Do you know what these are for?
Theoretically possible, practically extremely improbable.
I saw that one but thought it was only one on the entire ring and it was near the data input for the addressable LEDs, so assumed it was associated with that. I didn't observe the value. Given that it's 2r7, it sure does look like a current limiting resistor and the Vf of the white LED arrays will be close to the intended supply voltage and in that case, simply applying a suitable voltage (and using e.g. a low-side MOSFET switch) would be perfectly fine. My bad, thanks for pointing this out! No PicoBuck etc. needed!

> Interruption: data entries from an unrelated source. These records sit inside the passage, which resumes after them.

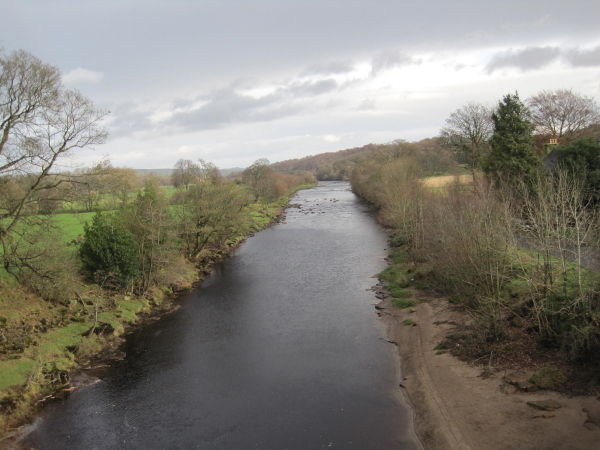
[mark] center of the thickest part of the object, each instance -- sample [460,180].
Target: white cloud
[81,76]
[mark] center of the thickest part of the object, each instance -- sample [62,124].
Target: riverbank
[62,347]
[466,406]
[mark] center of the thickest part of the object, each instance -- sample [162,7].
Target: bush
[109,250]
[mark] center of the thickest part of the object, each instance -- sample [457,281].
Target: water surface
[279,349]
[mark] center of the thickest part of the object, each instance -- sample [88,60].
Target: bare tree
[40,124]
[562,114]
[185,172]
[468,130]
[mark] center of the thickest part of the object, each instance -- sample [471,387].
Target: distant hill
[327,166]
[431,154]
[157,172]
[166,172]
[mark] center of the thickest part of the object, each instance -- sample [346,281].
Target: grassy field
[72,224]
[446,180]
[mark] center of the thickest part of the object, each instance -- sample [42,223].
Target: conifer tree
[512,155]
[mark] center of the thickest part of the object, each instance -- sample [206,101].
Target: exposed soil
[461,403]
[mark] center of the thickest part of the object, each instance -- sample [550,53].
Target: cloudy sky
[231,81]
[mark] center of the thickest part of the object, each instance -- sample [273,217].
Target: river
[279,349]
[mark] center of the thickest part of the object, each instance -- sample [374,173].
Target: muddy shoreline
[455,407]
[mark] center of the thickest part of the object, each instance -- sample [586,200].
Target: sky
[231,81]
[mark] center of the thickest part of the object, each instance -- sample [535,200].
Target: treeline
[514,247]
[435,158]
[64,296]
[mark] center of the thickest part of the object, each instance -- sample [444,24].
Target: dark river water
[279,349]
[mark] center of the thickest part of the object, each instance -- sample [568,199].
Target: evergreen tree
[109,250]
[511,156]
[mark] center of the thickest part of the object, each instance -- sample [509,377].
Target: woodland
[512,238]
[87,252]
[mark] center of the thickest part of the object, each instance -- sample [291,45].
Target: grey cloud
[128,120]
[367,104]
[390,59]
[583,58]
[530,58]
[311,88]
[330,68]
[225,106]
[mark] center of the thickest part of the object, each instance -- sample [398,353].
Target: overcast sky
[231,81]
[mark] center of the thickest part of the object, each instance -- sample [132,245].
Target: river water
[279,349]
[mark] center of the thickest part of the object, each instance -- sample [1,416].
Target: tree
[511,154]
[562,114]
[185,172]
[40,124]
[467,132]
[582,160]
[109,249]
[255,176]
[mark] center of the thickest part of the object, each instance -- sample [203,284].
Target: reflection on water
[280,349]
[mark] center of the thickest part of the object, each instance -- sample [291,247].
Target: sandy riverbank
[456,408]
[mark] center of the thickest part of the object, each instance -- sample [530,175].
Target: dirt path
[455,408]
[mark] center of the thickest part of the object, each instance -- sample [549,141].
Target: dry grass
[446,180]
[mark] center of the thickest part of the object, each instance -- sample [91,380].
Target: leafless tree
[468,130]
[40,124]
[185,172]
[562,114]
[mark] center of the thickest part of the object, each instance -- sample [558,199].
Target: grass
[435,182]
[548,378]
[72,224]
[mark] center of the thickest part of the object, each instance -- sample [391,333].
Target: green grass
[72,224]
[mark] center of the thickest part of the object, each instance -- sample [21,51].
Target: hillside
[326,166]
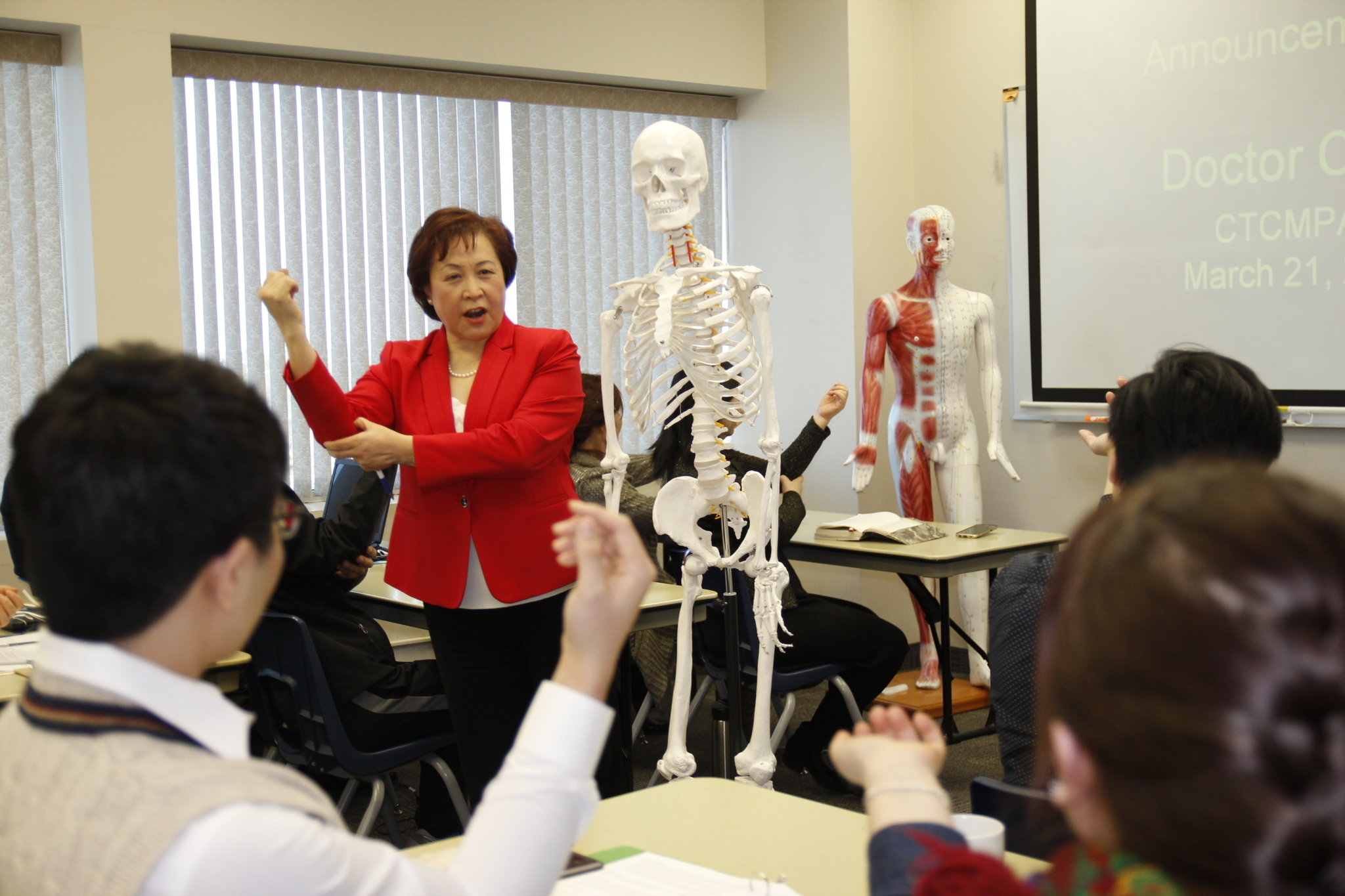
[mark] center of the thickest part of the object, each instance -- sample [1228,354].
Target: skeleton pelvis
[680,505]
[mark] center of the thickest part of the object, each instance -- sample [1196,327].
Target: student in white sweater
[146,482]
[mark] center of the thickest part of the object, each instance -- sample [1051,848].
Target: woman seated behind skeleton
[654,651]
[1193,695]
[821,629]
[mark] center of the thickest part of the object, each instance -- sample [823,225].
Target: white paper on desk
[18,649]
[653,875]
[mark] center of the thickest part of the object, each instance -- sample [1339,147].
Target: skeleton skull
[669,172]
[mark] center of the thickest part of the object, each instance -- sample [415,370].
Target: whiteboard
[1180,175]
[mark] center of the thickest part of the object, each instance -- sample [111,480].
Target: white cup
[984,834]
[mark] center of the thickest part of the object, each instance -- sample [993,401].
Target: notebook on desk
[880,526]
[630,872]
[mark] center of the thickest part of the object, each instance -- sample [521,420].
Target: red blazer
[503,481]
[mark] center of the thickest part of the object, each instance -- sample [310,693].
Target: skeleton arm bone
[865,456]
[990,382]
[770,441]
[615,461]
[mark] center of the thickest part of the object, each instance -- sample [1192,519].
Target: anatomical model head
[669,172]
[930,236]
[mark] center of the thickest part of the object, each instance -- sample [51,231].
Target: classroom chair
[284,660]
[1033,826]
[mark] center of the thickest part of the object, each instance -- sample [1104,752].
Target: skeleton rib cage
[709,336]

Supply voltage will be a plausible one; probably 12V or so. Count LEDs (white and warm-white separately) and series resistors; divide the number of LEDs by the number of series resistors (divided by two), which will give the number of series-connected LEDs. Measure Vf of an LED (I'm almost sure it'll be standard 3.5V-ish) and you can work out the intended supply voltage.

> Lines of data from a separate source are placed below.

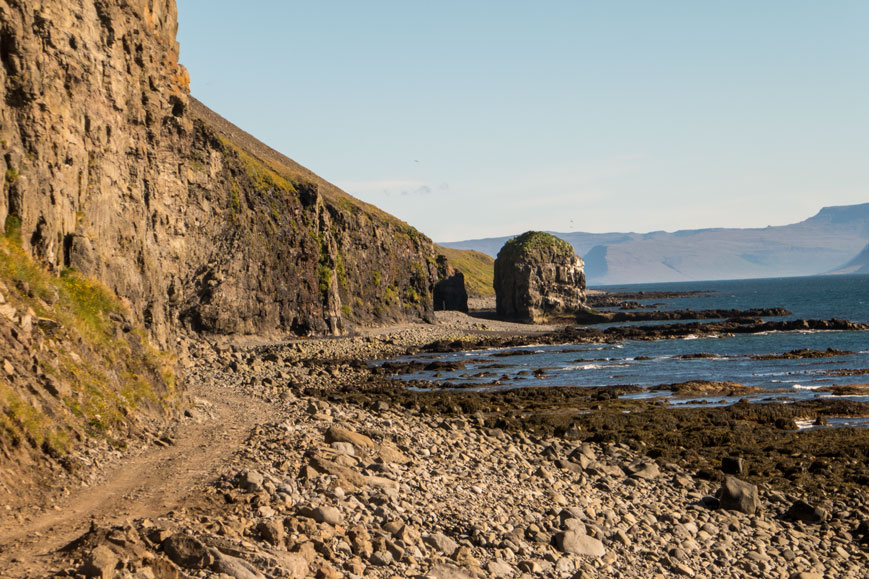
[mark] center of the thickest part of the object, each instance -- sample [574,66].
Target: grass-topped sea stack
[538,277]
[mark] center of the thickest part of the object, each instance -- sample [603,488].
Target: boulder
[101,562]
[578,543]
[738,495]
[806,513]
[441,543]
[538,277]
[732,465]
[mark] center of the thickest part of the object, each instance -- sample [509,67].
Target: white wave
[801,387]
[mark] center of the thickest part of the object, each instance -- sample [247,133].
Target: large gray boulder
[738,495]
[538,278]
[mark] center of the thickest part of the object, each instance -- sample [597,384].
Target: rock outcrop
[538,277]
[111,168]
[449,291]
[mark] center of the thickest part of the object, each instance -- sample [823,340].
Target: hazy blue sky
[480,118]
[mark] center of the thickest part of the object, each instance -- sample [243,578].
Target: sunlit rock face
[538,278]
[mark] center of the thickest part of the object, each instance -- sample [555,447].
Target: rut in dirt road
[147,485]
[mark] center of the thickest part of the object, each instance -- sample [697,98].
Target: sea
[655,363]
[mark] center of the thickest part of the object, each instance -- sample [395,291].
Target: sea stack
[538,278]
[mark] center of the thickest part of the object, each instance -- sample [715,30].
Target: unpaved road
[147,485]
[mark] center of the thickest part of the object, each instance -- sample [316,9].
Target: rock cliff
[112,169]
[538,278]
[449,291]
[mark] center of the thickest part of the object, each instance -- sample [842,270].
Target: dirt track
[149,484]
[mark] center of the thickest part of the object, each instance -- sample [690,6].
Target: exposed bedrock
[110,167]
[538,278]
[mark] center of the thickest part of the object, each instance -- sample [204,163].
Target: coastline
[334,470]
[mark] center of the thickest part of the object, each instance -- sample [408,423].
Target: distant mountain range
[820,244]
[859,264]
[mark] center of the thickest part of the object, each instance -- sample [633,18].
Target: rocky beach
[334,472]
[215,363]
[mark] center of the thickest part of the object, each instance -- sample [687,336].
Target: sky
[478,118]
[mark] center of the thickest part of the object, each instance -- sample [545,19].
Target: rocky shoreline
[351,476]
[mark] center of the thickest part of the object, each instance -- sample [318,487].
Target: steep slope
[834,235]
[478,269]
[75,371]
[860,264]
[110,168]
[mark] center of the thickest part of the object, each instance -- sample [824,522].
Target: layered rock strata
[111,168]
[538,278]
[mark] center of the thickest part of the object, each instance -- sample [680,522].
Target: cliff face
[112,169]
[538,278]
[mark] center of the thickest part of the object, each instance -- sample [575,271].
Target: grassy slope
[82,369]
[286,167]
[478,269]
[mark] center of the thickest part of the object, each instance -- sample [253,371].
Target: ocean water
[650,364]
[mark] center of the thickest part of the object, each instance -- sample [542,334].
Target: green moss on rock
[535,242]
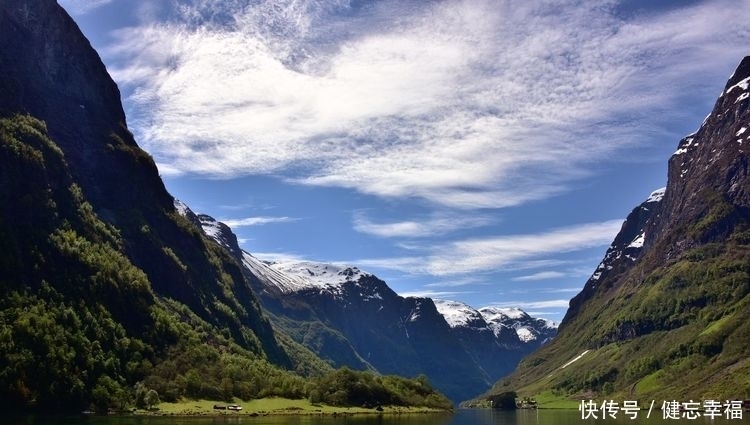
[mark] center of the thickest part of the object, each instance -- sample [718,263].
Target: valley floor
[273,406]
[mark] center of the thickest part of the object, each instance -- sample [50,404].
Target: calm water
[460,417]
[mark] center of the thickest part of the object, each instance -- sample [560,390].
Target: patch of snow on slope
[211,228]
[741,85]
[495,314]
[181,208]
[525,334]
[296,276]
[457,313]
[283,281]
[638,241]
[656,195]
[574,359]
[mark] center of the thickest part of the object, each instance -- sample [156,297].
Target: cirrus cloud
[468,104]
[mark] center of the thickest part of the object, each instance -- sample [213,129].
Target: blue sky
[480,151]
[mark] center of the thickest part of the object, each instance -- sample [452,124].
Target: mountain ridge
[351,317]
[662,315]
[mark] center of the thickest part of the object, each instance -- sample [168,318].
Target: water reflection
[460,417]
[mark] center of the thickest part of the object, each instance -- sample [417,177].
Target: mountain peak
[670,288]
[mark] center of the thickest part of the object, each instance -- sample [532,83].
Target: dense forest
[82,327]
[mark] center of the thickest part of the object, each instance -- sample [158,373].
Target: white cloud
[469,104]
[428,227]
[431,294]
[534,304]
[540,276]
[81,7]
[255,221]
[501,252]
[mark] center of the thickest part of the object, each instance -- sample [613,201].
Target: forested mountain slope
[665,313]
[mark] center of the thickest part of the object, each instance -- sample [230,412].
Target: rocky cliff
[664,313]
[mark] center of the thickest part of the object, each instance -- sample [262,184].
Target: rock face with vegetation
[351,318]
[109,297]
[665,314]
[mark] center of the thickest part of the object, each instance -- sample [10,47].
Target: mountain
[663,315]
[350,317]
[103,284]
[495,338]
[111,294]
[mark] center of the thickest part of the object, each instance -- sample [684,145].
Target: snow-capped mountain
[289,277]
[350,317]
[499,320]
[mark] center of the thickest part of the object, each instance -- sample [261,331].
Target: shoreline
[274,407]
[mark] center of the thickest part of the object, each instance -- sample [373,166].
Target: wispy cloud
[81,7]
[432,294]
[540,276]
[534,304]
[469,104]
[501,252]
[255,221]
[432,226]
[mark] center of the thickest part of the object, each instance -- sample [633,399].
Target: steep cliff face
[102,281]
[51,72]
[664,313]
[351,318]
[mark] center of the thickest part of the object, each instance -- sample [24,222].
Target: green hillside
[665,315]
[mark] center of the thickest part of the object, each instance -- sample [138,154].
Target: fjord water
[460,417]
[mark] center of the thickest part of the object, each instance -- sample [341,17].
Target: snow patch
[741,85]
[656,195]
[181,208]
[638,241]
[296,276]
[574,359]
[211,229]
[457,313]
[525,334]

I have come across, on this forum, led strips containing a mix of white and warm white LEDs but having only 2 connectors. An h-bridge was necessary to drive those. But I agree it's pretty rare and unlikely.
I think there would need to be far more resistors than there are for such a low voltage.

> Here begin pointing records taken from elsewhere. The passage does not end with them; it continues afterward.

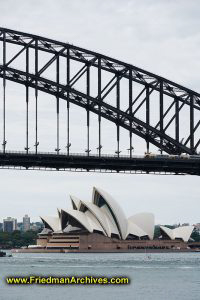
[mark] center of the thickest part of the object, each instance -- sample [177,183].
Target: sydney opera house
[101,225]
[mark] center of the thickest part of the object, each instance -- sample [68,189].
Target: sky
[160,36]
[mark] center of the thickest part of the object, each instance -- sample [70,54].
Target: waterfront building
[26,223]
[101,226]
[9,224]
[180,233]
[104,216]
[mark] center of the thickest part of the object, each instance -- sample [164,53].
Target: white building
[26,223]
[103,215]
[9,224]
[181,232]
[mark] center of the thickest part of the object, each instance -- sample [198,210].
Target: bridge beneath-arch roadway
[138,104]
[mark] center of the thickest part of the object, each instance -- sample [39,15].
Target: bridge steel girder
[99,164]
[127,118]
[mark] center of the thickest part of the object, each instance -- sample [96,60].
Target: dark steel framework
[172,97]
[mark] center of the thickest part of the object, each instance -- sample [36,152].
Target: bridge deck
[79,162]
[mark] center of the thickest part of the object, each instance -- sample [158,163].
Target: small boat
[2,254]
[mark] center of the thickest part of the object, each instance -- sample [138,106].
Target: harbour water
[153,276]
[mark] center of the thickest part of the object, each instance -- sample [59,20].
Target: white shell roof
[182,232]
[117,211]
[145,221]
[80,217]
[106,217]
[75,202]
[53,222]
[100,216]
[135,230]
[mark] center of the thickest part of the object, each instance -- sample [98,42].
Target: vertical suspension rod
[99,98]
[27,99]
[68,103]
[192,123]
[4,93]
[161,114]
[88,111]
[57,101]
[147,117]
[118,107]
[36,98]
[130,109]
[177,119]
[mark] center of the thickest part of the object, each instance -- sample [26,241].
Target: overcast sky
[160,36]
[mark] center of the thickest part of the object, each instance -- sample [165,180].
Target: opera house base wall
[94,242]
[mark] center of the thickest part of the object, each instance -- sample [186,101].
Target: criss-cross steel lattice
[102,75]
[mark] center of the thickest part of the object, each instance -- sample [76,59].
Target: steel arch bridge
[162,113]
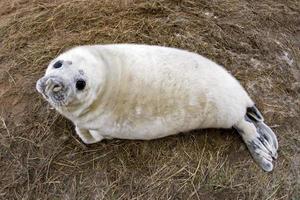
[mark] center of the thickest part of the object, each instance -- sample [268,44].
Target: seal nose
[49,84]
[52,84]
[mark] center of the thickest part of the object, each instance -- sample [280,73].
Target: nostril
[56,88]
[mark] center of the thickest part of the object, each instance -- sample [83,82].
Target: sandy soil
[40,156]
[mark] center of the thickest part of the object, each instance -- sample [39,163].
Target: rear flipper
[259,138]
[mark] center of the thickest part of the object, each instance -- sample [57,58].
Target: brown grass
[40,156]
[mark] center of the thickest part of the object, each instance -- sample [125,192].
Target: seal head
[71,80]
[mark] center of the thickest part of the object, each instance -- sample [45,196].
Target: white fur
[146,92]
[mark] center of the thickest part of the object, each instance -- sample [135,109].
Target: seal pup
[145,92]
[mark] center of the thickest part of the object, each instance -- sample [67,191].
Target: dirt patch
[40,156]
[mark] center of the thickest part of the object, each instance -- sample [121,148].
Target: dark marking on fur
[81,72]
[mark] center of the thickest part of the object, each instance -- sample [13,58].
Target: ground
[40,156]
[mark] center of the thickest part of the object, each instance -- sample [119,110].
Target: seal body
[145,92]
[151,92]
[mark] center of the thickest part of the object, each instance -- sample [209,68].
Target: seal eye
[58,64]
[80,84]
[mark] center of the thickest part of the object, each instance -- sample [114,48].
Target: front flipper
[259,138]
[88,137]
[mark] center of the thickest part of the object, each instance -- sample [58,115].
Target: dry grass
[40,156]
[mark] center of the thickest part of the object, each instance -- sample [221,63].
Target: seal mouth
[54,90]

You may be right. 14 resistors = 7 strings of white LEDs per color.
I guesstimate around 7 LEDs per color, which would make 24V a more likely supply voltage.
Hi again !
Thanks you all for your replies. So i tried to test the connectors with a multimeter as said by PaulRB. I soldered wires onto the ring for more test with the arduino.
Here's the installation :
It's a simple 5V supply wired to + and - of the ring, the others are wired to the arduino. I tried to use fastpixel and neopixel libraries but it doesn't seems to work, nothing happend. So i searched more info about it, i could'nt fin th reference on internet :
But i found the original product where it comes from :
I don't have much time for now so sorry for the late replies and thank you again ! i'll try to find more info
How did you connect it? I expect you only need to connect 3 things to the ring to get the RGB to work:

- and - to the +5V and GND output of your PSU
D to a data pin on your Arduino
GND output of the PSU connected to GND on the Arduino.
Btw, since the white LEDs are most likely intended to run on a 24V power supply, there's a possibility of a complication here. There are two pads on opposite sides of the + sign on the strip and it's possible that one is for the 5V of the addressable RGB LEDs and the other for the 24V of the white LED arrays. Maybe you ended up connecting the +5V to the wrong pad?